Our value-based systems simply ride through it, knowing that what's undervalued (and you know there are plenty of stocks in this category today) will eventually be fairly valued again.
And our growth-based systems have been recommending cash, pure and simple, because the major trends are still down.
But there's a part of me that's hooked on momentum investing. It's the art/science that my father Carlton loved and mastered, and to me, it's the system that often provides the best indication of which stocks might lead the market in the next upturn.
Consider, for example, Strayer Education (STRA), a stock that earned a spot in Cabot Top Ten Report back on November 3 when it was trading at 226. I know that looks like a high price, but you shouldn't let it stop you. Price is irrelevant. It has nothing to do with value or growth or momentum. All it means is that if you buy the stock, you buy fewer shares than you normally would. So here's what we wrote about Strayer.
"If you're looking for companies that benefit in a difficult economic environment, consider Strayer Education.
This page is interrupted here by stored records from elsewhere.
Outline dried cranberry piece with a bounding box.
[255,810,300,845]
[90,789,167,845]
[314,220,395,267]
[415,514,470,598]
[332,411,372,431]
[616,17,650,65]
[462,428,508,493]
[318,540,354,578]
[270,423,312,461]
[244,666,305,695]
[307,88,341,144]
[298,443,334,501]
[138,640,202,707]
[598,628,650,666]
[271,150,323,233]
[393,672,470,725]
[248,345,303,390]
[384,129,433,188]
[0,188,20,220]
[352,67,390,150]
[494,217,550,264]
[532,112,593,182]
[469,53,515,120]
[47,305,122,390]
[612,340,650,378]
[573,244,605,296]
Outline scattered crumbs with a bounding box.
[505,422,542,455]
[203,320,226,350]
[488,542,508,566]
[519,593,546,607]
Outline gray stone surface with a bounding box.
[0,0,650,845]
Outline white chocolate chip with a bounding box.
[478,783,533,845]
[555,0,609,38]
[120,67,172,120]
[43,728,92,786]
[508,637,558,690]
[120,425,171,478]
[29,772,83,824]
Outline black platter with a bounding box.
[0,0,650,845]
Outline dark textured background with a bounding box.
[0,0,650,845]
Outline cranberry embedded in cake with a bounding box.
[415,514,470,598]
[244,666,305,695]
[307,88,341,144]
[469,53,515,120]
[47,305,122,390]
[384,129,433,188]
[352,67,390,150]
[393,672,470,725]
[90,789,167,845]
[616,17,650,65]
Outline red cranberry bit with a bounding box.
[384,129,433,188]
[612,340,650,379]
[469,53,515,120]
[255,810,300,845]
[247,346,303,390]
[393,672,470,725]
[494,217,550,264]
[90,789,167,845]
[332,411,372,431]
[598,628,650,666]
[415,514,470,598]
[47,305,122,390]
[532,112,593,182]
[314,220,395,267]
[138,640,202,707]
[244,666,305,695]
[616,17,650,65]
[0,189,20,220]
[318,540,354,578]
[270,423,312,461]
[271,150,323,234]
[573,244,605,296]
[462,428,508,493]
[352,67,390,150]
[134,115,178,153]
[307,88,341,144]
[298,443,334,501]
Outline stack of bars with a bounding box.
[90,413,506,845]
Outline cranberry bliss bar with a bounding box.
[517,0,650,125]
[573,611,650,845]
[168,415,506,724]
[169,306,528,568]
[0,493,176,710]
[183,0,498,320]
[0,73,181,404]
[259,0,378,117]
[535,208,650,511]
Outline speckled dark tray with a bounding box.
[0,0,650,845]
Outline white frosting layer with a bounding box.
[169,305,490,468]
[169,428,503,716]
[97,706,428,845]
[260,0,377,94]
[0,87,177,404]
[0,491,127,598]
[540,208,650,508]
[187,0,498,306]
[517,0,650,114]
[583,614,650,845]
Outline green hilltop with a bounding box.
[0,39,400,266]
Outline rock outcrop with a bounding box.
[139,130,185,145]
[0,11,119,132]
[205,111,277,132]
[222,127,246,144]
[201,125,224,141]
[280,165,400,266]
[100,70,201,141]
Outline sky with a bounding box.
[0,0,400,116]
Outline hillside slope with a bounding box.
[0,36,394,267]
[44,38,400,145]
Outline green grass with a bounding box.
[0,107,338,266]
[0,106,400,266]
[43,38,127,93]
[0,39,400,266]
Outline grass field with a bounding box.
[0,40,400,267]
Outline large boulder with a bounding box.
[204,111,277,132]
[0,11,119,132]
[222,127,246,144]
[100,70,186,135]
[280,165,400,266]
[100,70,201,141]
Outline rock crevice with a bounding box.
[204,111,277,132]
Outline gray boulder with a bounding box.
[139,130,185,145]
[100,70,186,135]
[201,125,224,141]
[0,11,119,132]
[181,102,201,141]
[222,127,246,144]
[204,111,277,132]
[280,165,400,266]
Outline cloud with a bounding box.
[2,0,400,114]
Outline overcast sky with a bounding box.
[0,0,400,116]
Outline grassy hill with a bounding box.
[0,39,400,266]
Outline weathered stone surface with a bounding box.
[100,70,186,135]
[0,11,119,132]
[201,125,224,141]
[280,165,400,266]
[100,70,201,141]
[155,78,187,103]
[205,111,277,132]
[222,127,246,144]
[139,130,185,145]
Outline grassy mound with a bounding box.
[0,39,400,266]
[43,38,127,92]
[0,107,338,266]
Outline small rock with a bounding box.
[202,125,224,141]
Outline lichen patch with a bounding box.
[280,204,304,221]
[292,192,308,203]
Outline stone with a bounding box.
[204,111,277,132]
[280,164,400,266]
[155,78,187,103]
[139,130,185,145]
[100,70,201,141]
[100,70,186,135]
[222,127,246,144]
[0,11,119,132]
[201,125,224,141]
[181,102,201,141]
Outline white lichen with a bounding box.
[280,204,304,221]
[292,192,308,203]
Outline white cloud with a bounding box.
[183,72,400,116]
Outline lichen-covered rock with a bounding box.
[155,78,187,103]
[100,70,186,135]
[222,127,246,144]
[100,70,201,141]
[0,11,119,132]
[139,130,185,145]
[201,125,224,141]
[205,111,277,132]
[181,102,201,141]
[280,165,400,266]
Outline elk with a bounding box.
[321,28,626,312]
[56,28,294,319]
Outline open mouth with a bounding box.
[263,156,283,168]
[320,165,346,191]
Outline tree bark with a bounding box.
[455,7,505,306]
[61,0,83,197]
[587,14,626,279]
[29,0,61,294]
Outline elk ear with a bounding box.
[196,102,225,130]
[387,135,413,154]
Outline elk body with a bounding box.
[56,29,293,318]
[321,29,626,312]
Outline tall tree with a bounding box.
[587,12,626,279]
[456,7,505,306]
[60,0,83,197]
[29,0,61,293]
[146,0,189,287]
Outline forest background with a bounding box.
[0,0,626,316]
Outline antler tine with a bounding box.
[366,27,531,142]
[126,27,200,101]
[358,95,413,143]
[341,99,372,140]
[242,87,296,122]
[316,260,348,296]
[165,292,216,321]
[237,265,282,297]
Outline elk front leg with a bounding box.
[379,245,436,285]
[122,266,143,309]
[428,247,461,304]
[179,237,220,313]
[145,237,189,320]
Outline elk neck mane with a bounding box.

The company offers undergraduate and graduate degrees at 62 campuses in Alabama, Delaware, Florida, Georgia, Kentucky, Maryland, New Jersey, North Carolina, Pennsylvania, South Carolina, Tennessee, Virginia and Washington, D.C. Its 44,564 students are mainly working adults pursuing their first college degree, and the stock is strong now because last week's third quarter report was excellent. The company continues to demonstrate accelerating revenue growth, the result of both expansion and increased demand. And management announced the company has received initial approval to operate in Ohio, West Virginia and Utah. The company has a very long trend of earnings growth going back to the early 1990s and we see no reason for it to end."
Moving on, the Report gave a Suggested Buy Range of 205-220, a range determined by careful chart analysis. And what's happened since then? Well, just last week, at the market's low, the stock dipped to undercut both its 25-day and 50-day moving averages to touch 202 ... and then quickly rebounded. Today it hit 225. Clearly, there are committed buyers supporting this stock, and if the rotten economy sends more adults back to school, Strayer could be a big winner.